“I’m sure Mr. Stuart would get on with him,” she thought, dimly foreseeing a day when Sir Henry and her new acquaintance would be brought together somehow.
César Castellani took immediate advantage of Lady Lochinvar’s invitation. He presented himself at the Palais Montano on the following afternoon, and he found Pamela established there as if she belonged to the house. It was she who poured out the tea, and dispensed those airy little hot cakes, which were a kind of idealised galette, served in the daintiest of doyleys, embroidered with Lady Lochinvar’s cipher and coronet.
Mr. and Mrs. Murray were there, and Malcolm Stuart, the chief charm of whose society seemed to consist in his exhibition of an accomplished Dandie Dinmont which usurped the conversation, and which Castellani would have liked to inocculate then and there with the most virulent form of rabies. Pamela squatted on a little stool at the creature’s feet, and assisted in showing him off. She had acquired a power over him which indicated an acquaintance of some standing.
“What fools girls are!” thought Castellani.
His conquests among women of maturer years had been built upon rock as compared with the shifting quicksand of a girl’s fancy. He began to think the genus girl utterly contemptible.
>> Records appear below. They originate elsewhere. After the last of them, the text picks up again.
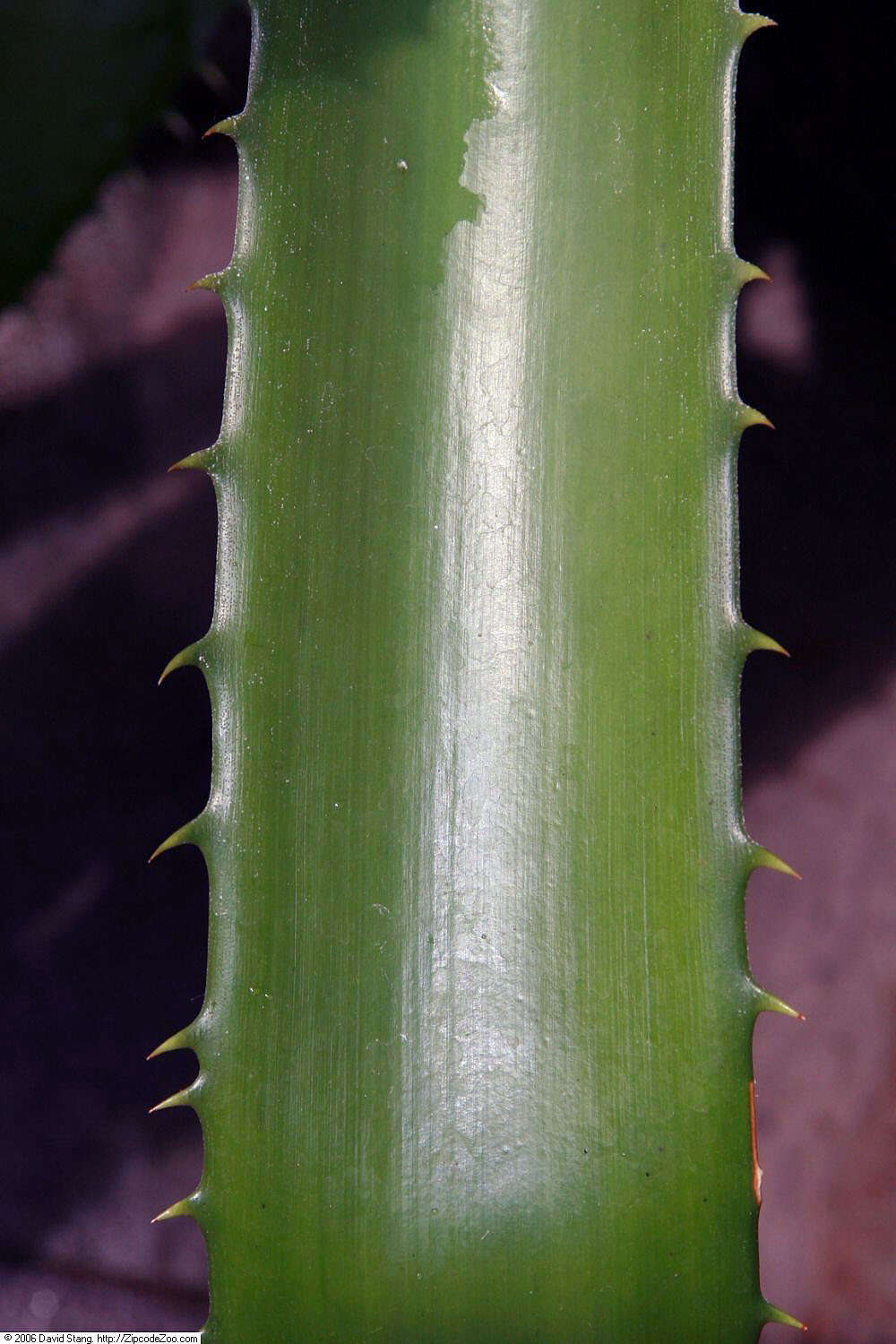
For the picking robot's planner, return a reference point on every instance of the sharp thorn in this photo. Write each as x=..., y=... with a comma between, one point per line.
x=188, y=658
x=763, y=857
x=748, y=271
x=185, y=1097
x=182, y=1039
x=228, y=126
x=774, y=1314
x=182, y=1209
x=771, y=1003
x=756, y=642
x=210, y=281
x=751, y=23
x=185, y=835
x=750, y=416
x=193, y=462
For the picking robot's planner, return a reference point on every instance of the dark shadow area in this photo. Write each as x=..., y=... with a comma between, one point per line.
x=817, y=496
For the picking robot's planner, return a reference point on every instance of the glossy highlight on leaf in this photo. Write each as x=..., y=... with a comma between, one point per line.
x=476, y=1043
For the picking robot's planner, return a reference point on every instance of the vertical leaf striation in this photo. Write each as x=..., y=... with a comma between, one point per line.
x=476, y=1045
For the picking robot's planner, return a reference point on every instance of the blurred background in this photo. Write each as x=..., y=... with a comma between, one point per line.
x=109, y=371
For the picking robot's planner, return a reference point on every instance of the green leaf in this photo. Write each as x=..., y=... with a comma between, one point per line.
x=476, y=1046
x=80, y=80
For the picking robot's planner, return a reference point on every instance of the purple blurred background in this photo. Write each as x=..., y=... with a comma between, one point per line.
x=112, y=371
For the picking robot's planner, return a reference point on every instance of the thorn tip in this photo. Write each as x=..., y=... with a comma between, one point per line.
x=758, y=642
x=763, y=857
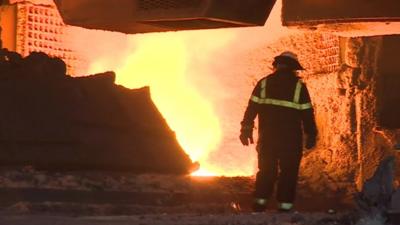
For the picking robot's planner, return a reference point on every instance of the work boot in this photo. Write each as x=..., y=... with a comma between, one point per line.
x=259, y=205
x=285, y=206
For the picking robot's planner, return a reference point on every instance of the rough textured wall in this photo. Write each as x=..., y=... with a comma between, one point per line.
x=333, y=163
x=338, y=73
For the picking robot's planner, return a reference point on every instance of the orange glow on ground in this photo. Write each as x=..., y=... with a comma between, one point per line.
x=196, y=80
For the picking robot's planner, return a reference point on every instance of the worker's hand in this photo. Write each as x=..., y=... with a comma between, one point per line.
x=246, y=136
x=310, y=142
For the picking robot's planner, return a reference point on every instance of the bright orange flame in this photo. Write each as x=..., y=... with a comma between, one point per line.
x=197, y=80
x=160, y=61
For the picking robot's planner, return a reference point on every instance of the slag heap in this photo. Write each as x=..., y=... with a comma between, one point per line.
x=53, y=121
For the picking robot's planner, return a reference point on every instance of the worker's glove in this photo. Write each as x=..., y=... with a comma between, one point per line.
x=310, y=142
x=246, y=135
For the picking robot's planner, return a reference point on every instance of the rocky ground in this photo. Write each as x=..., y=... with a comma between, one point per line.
x=82, y=198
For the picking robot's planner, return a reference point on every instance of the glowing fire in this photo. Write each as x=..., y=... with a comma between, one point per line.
x=196, y=80
x=160, y=61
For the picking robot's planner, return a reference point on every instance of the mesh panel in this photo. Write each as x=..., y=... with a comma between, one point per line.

“He has but one fault,” said Pamela, when the terrier had gone through various clumsy evolutions in which the bandiness of his legs and the length of his body had been shown off to the uttermost. “He cannot endure Box, and Box detests him. They never meet without trying to murder each other, and I’m very much afraid,” bending down to kiss the broad hairy head, “that Dandie is the stronger.”
“Of course he is. Box is splendid for muscle, but weight must tell in the long-run,” replied Mr. Stuart.
“My grandmother had a Dandie whose father belonged to Sir Walter Scott,” began Mrs. Murray: “he was simply a per-r-r-fect dog, and my mamma—”
Castellani fled from this inanity. He went to the other end of the room, where Lady Lochinvar was listening listlessly to Mr. Murray, laid himself out to amuse her ladyship for the next ten minutes, and then departed without so much as a look at Pamela.
“The spell is broken,” he said to himself, as he drove away. “The girl is next door to an idiot. No doubt she will marry that sandy Scotchman. Lady Lochinvar means it, and a silly-pated miss like that can be led with a thread of floss silk. Moi je m’en fiche.”